A ponieważ człowiek winien chwalić Boga przede wszystkim własnym życiem, nie zapominajcie o tym, co dwunastoletni Jezus powiedział swojej Matce i Józefowi w Świątyni jerozolimskiej: „Czy nie wiedzieliście, że powinienem być w tym, co należy do mego Ojca?” (Łk 2,49). Człowiek chwali Boga przez to, że idzie w życiu za głosem swego powołania. Pan Bóg powołuje każdego człowieka, a Jego głos daje o sobie znać już w duszy dziecka: powołuje do życia w małżeństwie czy też do kapłaństwa; powołuje do życia zakonnego, a może do pracy na misjach... Kto wie? Módlcie się, drodzy chłopcy i dziewczęta, abyście rozpoznali, jakie jest wasze powołanie, i abyście mogli później iść wielkodusznie za jego głosem.
Chwalcie imię Pana! Dzieci wszystkich kontynentów w Noc Betlejemską patrzą z wiarą w nowo narodzone Dzieciątko i przeżywają wielką radość z Bożego Narodzenia. Śpiewając w swoich własnych językach, chwalą imię Pana. I tak przez całą ziemię płynie radosna pieśń Bożego Narodzenia. Ileż rzewnych, wzruszających słów wypowiadają wszystkie języki ludzkie! I ta wielka pieśń, którą śpiewa ziemia cała, łączy się z chórami Aniołów, głoszących światu nad betlejemską stajenką hymn Bożej chwały: „Chwała Bogu na wysokościach, a na ziemi pokój ludziom Jego upodobania” (Łk 2,14). Oto stanął wśród nas, jako nowo narodzone Dziecię, Syn Bożego upodobania. A wokół Niego dzieci wszystkich narodów ziemi odczuwają na sobie miłujący wzrok Ojca niebieskiego i radują się, że je miłuje. Człowiek nie może żyć bez miłości. Jest wezwany do miłości Boga i bliźniego, ale żeby prawdziwie miłować, potrzebna jest mu ta pewność, że Bóg go miłuje.
Bóg was miłuje, drogie dzieci! I to właśnie pragnę wam powiedzieć na zakończenie Roku Rodziny i na te |więta Bożego Narodzenia, które w sposób szczególny są waszymi świętami.
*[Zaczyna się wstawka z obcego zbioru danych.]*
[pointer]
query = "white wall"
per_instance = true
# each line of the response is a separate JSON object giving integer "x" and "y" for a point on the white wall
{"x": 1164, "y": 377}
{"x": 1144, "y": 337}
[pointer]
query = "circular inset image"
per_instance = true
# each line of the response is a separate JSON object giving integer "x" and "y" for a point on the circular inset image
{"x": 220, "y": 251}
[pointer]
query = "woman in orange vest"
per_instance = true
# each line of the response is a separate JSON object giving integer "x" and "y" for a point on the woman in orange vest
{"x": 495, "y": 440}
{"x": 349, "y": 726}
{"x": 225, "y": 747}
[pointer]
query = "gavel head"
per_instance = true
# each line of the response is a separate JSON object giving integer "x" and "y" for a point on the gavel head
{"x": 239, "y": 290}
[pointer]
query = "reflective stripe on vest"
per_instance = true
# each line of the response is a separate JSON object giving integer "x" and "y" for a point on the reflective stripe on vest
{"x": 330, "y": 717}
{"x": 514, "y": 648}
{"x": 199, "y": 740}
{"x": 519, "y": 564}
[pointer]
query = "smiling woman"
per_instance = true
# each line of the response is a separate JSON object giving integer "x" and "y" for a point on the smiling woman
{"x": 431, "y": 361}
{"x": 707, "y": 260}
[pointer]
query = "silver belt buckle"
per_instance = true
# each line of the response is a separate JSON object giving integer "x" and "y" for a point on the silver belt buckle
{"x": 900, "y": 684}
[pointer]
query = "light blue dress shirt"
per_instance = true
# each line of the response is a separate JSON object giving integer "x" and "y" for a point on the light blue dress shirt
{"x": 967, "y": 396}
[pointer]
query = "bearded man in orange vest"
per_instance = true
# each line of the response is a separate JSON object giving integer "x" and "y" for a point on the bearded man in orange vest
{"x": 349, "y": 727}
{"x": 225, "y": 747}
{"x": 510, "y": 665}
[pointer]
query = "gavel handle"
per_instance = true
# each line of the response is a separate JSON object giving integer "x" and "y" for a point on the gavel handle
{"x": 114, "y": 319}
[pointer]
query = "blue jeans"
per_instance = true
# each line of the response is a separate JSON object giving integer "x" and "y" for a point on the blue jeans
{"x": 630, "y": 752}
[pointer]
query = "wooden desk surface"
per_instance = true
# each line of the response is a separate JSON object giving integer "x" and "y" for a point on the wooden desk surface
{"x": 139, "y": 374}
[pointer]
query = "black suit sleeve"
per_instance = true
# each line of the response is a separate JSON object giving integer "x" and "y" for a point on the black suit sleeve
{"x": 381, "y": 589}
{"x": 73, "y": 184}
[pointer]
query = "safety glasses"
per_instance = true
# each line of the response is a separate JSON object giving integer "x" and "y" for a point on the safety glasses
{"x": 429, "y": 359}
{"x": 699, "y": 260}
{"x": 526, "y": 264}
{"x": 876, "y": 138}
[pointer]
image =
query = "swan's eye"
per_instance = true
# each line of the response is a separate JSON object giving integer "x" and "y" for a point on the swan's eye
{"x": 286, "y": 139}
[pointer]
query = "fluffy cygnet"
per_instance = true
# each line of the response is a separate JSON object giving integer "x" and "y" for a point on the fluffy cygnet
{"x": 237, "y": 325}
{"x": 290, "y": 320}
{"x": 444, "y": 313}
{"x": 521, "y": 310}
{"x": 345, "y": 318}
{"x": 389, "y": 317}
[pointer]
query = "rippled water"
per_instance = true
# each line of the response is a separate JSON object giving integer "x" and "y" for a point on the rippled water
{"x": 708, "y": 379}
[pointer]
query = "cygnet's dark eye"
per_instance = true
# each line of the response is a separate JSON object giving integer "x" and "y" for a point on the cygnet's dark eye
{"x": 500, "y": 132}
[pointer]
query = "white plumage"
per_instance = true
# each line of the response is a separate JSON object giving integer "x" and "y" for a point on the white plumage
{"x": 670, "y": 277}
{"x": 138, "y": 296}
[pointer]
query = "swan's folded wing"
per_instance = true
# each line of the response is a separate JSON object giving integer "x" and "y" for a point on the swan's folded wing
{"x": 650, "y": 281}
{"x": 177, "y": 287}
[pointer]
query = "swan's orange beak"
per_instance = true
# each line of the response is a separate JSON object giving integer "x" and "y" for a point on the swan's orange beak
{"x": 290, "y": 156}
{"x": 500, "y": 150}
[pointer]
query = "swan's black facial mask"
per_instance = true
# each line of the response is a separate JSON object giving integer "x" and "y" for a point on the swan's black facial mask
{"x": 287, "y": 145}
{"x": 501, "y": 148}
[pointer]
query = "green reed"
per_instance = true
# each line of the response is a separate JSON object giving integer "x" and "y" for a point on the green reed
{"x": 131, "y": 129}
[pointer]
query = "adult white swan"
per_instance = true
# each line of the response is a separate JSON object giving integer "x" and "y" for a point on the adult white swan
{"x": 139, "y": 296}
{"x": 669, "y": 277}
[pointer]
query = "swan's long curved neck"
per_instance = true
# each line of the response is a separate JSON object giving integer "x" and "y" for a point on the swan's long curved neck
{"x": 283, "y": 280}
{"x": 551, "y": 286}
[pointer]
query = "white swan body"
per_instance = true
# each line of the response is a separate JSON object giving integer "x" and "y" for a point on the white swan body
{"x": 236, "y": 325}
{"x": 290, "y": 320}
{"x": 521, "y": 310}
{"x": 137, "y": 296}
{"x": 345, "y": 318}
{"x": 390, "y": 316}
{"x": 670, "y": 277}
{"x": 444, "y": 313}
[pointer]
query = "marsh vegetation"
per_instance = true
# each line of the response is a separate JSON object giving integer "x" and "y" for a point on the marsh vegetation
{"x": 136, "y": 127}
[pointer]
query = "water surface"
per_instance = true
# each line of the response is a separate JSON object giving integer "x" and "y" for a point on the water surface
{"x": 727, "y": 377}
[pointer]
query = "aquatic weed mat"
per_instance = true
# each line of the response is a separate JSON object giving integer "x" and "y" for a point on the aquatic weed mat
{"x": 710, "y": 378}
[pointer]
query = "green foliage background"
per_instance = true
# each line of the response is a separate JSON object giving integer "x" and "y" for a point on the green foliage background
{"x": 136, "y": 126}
Życzę wam radosnych i pogodnych Świąt, życzę, abyście doznały w sposób szczególny miłości waszych rodziców, waszych braci i sióstr i całej rodziny. Niech ta miłość, właśnie dzięki wam, drodzy chłopcy i dziewczęta, rozszerzy się na wasze otoczenia i na cały świat. Niech ta miłość dotrze do wszystkich, którzy jej szczególnie potrzebują: zwłaszcza do cierpiących i zapomnianych. Czyż może być większa radość niż ta, którą wnosi miłość? Czy może być większa radość niż ta, którą Ty, Panie Jezu, wnosisz w dzień Bożego Narodzenia w ludzkie serca, a zwłaszcza w serca wszystkich dzieci?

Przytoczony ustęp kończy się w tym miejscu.